The return of billion-dollar M&A deals was supposed to reignite leveraged finance activities. Instead, a seemingly technical feature – portability clauses – is having a significant impact on LBO transactions.
What is the Portability Clause?
A portability clause allows a sponsor to transfer ownership of the group to a new owner without triggering repayment of the debt due to the change of control. In practice, this means a buyer can acquire a business and keep the existing financing in place – with no need to raise fresh debt for the sale.
Why does it matter?
For PE Sponsors, portability is a game-changer as it creates pre-packaged financing, making assets more attractive, reduces execution risk by avoiding volatile credit markets at exit and can preserve favourable rates in a rising interest rate environment. It also significantly simplifies and speeds up the exit process, which is critical in a tight M&A market.
For Lenders, however, it’s a different story as portability avoids refinancing and raising new debt, eating into arrangement fees that can reach 1–3% on an LBO. Further, there is a risk for lenders of who ultimately owns the company. To manage that uncertainty, lenders are pushing for time limits (typically 18-24 months), one-time use and whitelists of pre-approved buyers.
Why now?
Sponsors crave flexibility. With IPO windows closed and credit markets volatile, locking in debt and offering pre-packaged financing makes assets easier to sell. For that purpose, portability is the perfect ingredient.
How big is the trend?
- In European high-yield bonds, portability appeared in ~50% of deals in H1 2024,
- In leveraged loans, its share tripled – from 4% to 12% by Q3 2024. This is no longer niche – it’s mainstream in sponsor-driven transactions,
- Lately, +2b$ deals such as Cognita or Urbaser have been the subject of heavy portability clause discussions.
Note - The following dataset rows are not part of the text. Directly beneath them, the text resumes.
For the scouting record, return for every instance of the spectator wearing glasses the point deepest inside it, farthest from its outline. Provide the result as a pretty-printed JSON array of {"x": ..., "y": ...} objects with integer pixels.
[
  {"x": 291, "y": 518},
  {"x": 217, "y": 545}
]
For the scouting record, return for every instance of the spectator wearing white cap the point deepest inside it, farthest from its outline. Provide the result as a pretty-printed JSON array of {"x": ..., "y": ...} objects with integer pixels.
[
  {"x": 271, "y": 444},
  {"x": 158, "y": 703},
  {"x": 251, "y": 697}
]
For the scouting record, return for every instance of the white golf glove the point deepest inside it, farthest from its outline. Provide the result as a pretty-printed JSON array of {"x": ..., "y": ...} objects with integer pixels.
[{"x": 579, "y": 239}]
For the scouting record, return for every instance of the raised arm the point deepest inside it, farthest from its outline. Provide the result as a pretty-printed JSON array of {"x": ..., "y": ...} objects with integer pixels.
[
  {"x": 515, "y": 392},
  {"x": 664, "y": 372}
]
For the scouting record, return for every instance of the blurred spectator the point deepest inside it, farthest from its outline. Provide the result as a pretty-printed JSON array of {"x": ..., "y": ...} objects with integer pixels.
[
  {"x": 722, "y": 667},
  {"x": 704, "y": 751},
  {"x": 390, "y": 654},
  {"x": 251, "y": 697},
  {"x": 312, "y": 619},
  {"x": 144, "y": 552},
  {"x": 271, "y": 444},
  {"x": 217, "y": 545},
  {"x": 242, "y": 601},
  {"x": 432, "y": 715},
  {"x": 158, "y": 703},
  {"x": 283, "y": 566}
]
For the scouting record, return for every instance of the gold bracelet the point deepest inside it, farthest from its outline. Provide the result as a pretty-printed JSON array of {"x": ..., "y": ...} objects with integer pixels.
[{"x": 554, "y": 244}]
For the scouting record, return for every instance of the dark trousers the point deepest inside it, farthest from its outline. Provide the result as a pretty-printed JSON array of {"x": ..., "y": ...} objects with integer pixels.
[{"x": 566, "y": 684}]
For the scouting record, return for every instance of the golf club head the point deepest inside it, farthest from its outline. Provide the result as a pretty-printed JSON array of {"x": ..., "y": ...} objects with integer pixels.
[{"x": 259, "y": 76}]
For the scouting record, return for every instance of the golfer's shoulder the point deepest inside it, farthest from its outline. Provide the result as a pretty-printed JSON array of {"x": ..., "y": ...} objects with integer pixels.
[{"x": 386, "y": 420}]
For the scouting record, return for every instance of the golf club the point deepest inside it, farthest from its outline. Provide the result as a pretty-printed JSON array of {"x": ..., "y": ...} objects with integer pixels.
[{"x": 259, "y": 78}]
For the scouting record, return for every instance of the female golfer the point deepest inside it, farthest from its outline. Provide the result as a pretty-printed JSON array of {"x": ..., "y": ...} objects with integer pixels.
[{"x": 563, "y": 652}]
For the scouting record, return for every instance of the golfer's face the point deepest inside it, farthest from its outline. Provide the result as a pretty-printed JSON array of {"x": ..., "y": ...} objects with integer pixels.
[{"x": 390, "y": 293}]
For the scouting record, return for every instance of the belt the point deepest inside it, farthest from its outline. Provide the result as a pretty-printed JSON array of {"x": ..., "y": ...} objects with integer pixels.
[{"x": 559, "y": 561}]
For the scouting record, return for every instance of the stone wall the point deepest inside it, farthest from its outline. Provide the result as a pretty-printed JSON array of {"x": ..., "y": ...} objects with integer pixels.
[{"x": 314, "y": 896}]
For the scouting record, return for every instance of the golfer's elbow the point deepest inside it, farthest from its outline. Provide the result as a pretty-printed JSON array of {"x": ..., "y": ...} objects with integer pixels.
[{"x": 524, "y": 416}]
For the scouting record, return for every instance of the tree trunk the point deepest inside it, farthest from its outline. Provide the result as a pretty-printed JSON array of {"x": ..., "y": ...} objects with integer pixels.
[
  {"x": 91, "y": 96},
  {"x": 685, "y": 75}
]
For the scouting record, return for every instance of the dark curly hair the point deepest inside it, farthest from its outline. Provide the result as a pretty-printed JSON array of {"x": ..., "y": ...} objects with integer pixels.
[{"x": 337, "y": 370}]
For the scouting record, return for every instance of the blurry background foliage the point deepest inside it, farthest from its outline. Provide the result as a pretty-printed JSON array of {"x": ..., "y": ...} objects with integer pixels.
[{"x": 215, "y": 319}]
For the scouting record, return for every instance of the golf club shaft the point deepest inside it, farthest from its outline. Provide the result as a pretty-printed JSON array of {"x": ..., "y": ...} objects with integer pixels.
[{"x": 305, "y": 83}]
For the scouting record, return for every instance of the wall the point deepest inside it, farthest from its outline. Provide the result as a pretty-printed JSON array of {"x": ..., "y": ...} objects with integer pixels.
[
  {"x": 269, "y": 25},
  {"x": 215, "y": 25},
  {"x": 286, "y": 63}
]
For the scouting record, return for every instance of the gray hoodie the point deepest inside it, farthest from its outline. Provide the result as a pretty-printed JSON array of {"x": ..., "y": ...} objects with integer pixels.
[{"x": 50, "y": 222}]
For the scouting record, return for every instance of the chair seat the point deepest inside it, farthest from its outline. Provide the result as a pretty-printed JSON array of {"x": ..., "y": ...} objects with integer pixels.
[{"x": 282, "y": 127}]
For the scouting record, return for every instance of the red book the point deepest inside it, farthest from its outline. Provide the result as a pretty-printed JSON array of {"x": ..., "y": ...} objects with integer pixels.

The Fine Print: Negotiation Points around such clauses
From recent legal analysis (Baker McKenzie, White & Case), the main points are as follows:
- Leverage ratio tests (pro forma) to protect lenders;
- Pre-approved buyers (white-list) or minimum AUM requirements;
- KYC processes built into the timeline;
- Ratings triggers in bonds, less common in loans; and
- Duration for the clause implementation.
The Bigger Picture
Portability clauses change the traditional dynamic, especially in a challenging environment for exits. Lenders lose a critical revenue stream whilst sponsors gain deal certainty and cost savings. For lenders, it also introduces governance challenges and credit risks
The question is: Will portability become a permanent feature in the leveraged finance landscape – or will lenders manage to push back on its rise?